Biz Yunanistan'la barışmıyoruz, barışamıyoruz, barıştırılmıyoruz. Yunanistan'la birleşsek ne olur... Venizelos ve M. Kemal görüşüp konuştular... Biri saldırmış, biri püskürtmüştü. İki lider konfederasyon üzerinde bile durdu.
6 Eylül 1955'te Selanik'te, M. Kemal'in baba evinin bombalandığı haberi yayılınca meş'ûm hâdiseler oldu. Rumların işyerleri, evleri yakıldı, insanlar öldü.
Yunan politikacılar itidalli davransalar, Türkiye muhakkak elini uzatacaktır. Halkların birbiriyle derdi olamaz. Yunanistan'ın neredeyse yarısı mübadeleyle Türkiye'den göçürülenler. Yunanistan'da halkta Türkiye hevesini gördüm. Ama içlerinde kin besleyenleri de unutmamak lâzım. Beyinleri sulandırılanlar var. PKK'ya en büyük desteğin Yunan politikacılardan geldiğini bilelim.
Size "Vatan kadındır!" başlıklı yazımda verdiğim sözü yerine getireceğim bugün. Atina'da karşılaştığım PKK dergisi satan militanla konuşmamı vereceğim. (Başkaları da var konuştuklarım. Onlar kaçaklar. Kitapta okursunuz.)
"Ünlü Akademia'nın önüne doğru yürüyorum. Yol kalabalık... Gelenler, geçenler... Söz arasında 'Kürt' kelimesi geçen bir ses... Bakıyorum... Önümde bir genç, elinde bir tomar dergi, gelip geçene uzatıyor.
Türkçe soruyorum:
-Nedir bu?
-Kürdistan'ın Sesi dergisi abi.
-Üstündeki resim kimin?
-Mahsun Korkmaz!
Türkiye'de eylem yaparken vurulup öldürülen PKK militanının silâhlı resmi idi. Dergi Yunanca... Elinden alıp karıştırıyorum, bir yandan da soruyorum:
-Her gün mü satıyorsun?
-Her gün çıkıyoruz.
-Satışlar nasıl?
-Bugün kesat abi... İyi değil. 60-70 tane ancak sattım. Dün kitap fuarı vardı. Fuarda 370 tane sattım.
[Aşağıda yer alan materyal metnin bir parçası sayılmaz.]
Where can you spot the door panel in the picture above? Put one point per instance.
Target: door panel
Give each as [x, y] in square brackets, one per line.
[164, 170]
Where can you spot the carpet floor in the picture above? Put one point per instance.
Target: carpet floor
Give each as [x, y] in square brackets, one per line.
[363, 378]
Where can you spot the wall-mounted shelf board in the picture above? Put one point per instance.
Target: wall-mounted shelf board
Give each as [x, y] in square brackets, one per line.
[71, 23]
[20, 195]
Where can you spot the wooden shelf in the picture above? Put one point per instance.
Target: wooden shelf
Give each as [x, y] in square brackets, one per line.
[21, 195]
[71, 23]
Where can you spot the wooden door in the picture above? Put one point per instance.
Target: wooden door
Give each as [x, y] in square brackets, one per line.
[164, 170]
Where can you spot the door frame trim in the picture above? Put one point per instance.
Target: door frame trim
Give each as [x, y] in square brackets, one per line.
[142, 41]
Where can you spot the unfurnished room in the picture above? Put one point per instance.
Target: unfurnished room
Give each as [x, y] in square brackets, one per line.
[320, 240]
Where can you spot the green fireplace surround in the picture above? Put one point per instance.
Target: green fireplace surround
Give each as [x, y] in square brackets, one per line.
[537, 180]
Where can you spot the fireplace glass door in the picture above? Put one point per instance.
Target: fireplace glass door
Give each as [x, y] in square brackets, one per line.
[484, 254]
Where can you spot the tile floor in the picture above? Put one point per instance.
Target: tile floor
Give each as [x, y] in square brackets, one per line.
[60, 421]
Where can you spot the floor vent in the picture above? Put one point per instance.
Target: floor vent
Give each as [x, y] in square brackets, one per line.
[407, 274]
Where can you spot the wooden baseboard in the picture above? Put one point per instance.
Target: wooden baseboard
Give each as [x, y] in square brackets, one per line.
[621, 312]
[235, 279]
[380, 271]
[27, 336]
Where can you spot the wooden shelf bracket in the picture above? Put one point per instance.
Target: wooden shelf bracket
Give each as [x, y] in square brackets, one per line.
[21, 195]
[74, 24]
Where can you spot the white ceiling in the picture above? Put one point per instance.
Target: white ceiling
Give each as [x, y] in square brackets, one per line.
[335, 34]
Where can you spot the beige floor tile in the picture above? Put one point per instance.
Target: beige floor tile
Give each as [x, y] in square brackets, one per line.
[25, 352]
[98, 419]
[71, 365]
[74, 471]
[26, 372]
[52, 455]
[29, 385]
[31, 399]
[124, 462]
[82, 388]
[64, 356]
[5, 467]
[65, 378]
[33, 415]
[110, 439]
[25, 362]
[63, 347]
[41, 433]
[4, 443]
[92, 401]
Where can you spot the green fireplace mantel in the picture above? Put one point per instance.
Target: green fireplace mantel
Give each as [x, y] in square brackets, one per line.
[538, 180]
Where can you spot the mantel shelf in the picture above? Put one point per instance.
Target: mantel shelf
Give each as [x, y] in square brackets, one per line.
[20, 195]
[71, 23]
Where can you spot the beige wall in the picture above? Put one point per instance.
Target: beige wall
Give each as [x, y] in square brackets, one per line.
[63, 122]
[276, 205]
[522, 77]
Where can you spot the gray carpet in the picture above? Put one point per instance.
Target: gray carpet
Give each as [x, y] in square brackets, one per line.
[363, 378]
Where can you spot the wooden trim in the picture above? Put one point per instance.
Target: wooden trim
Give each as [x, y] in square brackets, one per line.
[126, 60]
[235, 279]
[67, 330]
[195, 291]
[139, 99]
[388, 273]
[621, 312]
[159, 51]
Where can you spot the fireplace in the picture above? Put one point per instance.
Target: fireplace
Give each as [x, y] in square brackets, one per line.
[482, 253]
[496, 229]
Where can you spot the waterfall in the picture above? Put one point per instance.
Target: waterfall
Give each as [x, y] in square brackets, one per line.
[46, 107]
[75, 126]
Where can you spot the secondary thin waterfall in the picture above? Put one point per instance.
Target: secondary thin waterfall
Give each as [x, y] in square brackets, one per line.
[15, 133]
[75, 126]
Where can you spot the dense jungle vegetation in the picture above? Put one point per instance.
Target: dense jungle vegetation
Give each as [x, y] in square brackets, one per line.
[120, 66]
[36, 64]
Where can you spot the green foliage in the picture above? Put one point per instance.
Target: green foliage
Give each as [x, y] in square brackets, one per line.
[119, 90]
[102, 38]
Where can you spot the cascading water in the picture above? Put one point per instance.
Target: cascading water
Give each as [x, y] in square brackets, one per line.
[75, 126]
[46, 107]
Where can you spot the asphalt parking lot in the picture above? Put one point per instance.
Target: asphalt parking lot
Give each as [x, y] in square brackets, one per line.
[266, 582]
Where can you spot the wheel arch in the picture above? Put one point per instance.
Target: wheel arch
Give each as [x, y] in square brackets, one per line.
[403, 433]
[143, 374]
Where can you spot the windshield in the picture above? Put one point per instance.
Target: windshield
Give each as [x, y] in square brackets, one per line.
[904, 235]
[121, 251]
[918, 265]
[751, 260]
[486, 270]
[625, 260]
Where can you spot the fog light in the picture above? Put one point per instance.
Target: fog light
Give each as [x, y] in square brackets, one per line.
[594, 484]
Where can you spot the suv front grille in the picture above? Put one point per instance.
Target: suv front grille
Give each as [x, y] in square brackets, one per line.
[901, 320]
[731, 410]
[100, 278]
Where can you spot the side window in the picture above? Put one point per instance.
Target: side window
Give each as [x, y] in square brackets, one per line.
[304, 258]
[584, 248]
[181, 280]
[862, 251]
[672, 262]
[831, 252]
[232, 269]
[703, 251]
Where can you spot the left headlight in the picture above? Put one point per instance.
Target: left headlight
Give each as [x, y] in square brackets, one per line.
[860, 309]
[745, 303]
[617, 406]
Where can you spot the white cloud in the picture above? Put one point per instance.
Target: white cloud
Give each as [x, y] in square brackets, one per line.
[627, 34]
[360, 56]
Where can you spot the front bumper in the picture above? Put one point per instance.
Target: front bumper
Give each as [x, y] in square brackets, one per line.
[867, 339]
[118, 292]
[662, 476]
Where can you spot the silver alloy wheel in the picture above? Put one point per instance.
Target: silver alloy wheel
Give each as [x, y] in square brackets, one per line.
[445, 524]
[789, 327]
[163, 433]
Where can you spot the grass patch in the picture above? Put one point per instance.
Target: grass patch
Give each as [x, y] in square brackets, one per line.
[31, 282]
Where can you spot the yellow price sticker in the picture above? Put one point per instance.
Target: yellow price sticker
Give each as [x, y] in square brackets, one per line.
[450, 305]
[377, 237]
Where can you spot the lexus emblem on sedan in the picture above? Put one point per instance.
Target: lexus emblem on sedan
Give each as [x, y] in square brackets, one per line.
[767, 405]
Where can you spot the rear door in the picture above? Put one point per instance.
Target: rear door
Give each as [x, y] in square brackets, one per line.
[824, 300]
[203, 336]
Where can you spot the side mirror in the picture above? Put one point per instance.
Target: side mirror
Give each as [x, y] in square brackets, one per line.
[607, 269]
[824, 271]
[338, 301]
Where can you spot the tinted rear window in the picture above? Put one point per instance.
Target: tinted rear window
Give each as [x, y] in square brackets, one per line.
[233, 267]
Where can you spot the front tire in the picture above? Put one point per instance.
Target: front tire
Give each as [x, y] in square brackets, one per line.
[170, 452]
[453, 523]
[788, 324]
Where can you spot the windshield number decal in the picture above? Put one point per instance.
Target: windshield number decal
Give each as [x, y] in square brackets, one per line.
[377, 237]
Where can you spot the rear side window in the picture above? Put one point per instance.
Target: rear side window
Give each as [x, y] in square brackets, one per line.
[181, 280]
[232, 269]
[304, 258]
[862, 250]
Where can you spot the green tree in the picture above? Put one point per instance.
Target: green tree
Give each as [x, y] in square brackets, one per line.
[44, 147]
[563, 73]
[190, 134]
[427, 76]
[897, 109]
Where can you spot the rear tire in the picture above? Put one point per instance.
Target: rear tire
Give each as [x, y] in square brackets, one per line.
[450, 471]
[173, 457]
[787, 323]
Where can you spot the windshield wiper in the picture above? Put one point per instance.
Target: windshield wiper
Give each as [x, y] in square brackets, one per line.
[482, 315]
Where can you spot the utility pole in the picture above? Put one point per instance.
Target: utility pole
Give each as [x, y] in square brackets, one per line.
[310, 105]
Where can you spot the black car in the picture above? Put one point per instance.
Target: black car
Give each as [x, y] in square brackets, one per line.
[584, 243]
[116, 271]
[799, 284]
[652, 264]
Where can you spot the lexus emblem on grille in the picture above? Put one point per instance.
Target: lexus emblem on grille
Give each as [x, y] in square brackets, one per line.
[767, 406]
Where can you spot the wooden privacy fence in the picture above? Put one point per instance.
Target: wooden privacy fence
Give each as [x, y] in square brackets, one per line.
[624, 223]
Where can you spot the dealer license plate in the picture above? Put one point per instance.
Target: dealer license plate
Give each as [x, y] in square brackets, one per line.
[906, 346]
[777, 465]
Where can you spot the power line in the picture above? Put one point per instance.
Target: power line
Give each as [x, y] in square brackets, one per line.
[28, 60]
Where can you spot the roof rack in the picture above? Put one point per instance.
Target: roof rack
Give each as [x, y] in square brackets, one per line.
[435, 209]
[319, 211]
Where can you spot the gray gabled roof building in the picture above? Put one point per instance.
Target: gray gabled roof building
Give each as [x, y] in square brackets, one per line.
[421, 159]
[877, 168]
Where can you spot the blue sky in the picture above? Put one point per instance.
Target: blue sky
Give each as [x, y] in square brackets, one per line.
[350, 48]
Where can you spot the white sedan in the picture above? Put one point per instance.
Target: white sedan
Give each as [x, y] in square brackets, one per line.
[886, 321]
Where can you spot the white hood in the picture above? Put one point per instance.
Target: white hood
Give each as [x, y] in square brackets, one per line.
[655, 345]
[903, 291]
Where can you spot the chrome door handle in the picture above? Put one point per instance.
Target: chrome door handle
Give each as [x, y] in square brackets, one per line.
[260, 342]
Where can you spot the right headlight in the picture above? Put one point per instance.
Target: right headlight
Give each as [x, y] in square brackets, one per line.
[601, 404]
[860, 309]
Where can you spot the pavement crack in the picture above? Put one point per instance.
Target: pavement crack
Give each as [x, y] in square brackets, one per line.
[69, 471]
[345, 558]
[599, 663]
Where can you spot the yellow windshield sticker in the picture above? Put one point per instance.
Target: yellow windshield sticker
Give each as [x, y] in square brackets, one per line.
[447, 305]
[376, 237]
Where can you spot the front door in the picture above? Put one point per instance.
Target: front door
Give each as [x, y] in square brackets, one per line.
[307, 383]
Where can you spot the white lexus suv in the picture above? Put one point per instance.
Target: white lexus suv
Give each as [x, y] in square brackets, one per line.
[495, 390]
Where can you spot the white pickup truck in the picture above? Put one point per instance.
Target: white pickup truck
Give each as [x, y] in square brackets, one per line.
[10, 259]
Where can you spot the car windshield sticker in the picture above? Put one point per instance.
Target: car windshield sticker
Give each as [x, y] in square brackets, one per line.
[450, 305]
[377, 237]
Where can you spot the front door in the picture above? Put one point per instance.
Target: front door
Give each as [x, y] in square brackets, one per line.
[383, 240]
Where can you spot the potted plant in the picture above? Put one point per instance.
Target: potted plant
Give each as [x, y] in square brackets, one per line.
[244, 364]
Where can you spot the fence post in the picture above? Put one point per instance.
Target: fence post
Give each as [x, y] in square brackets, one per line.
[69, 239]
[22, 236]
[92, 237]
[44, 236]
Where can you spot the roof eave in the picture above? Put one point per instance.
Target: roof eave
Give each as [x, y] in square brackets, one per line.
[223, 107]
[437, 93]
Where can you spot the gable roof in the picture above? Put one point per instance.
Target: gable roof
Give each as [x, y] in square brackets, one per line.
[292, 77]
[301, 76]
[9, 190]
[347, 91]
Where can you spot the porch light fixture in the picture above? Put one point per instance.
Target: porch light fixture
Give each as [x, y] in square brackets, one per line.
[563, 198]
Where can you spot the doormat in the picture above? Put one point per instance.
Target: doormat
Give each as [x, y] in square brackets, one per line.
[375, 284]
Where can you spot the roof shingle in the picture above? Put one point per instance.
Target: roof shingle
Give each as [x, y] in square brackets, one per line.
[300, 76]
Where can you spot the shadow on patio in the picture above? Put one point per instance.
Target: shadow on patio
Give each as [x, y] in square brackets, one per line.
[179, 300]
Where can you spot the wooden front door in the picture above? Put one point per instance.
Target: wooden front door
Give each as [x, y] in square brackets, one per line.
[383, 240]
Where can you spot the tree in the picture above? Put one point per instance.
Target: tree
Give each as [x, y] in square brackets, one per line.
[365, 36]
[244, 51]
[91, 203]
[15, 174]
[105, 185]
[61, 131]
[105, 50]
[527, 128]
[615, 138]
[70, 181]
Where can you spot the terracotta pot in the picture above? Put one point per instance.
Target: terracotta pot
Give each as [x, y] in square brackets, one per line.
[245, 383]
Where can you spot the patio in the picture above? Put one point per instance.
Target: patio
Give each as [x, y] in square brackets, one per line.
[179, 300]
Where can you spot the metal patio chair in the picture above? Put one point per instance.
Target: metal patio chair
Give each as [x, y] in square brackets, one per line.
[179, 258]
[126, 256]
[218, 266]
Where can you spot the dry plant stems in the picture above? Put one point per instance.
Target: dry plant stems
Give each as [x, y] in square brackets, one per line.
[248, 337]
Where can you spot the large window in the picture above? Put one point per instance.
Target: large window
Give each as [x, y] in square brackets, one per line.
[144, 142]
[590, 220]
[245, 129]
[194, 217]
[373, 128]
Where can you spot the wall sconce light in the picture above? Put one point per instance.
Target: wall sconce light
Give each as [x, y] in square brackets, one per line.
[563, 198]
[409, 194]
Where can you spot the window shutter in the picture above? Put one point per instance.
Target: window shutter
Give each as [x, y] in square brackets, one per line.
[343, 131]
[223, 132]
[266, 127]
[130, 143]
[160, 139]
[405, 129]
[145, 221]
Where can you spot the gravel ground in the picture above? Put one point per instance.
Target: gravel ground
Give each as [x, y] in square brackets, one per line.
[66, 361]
O fuarı ben de gezmiştim. Büyük bir bahçe içerisinde çok güzel düzenlenmiş bir fuardı. Belki iki yüz stant vardı... Stantların önü kalabalıktı. / Esmer, 25-26 yaşlarında gösteren PKK'lı, Güneydoğu aksanıyla konuşuyor, mümkün olduğu kadar kibar olmaya çalışıyordu.
-Yunanlılar nasıl bakıyor size?
-Abi sempati duyuyorlar. Dün kitap fuarında 200 drahmilik dergiye beş bin drahmi verenler oldu. Halk bizi destekliyor abi.
PKK'lı genç bana da propaganda yapıyordu!(...)
-Nerede kalıyorsun?
-Lavrion kampında.
-Bu dergiyi nerede çıkarıyorsunuz?
-Abi bizim komitemiz var burada... Komite çıkarıyor.
-Yeri neresi?
Akademia binasının arkasını göstererek:
-Buraya yakın abi. Ama ben caddesini bilmiyorum. Dergide adres var.
-Hadi bir resim çektirelim. Hatıra olur benim için!
-Yok abi yasak bize. Parti yasakladı.
-Sen yüzünü kapat.
- Olmaz abi. Bizim bir arkadaşın resmi çıktı, ceza aldı. (...)
Yunanlıların bir Ulahlar meselesi, bir Makedonlar meselesi var. Batı Trakya meselesini burada saymıyorum, çünkü bu meselenin statüsü antlaşmalarla belirli.(...) Diyorum ki, Türkiye, Yunanistan'ın meselelerine sahip çıksa ve bunlara İstanbul'da, Ankara'da birer büro açtırsa acaba Yunan hükûmeti ne yapar? Sizlerin de tahmin ettiği gibi cevap belli: Dünyayı ayağa kaldırır!"
6-7 Eylül hâdiseleri üzerine ağıt yakan bizim soldan bozma entel tabaka bir de bu tarafa baksın, ne görecek?!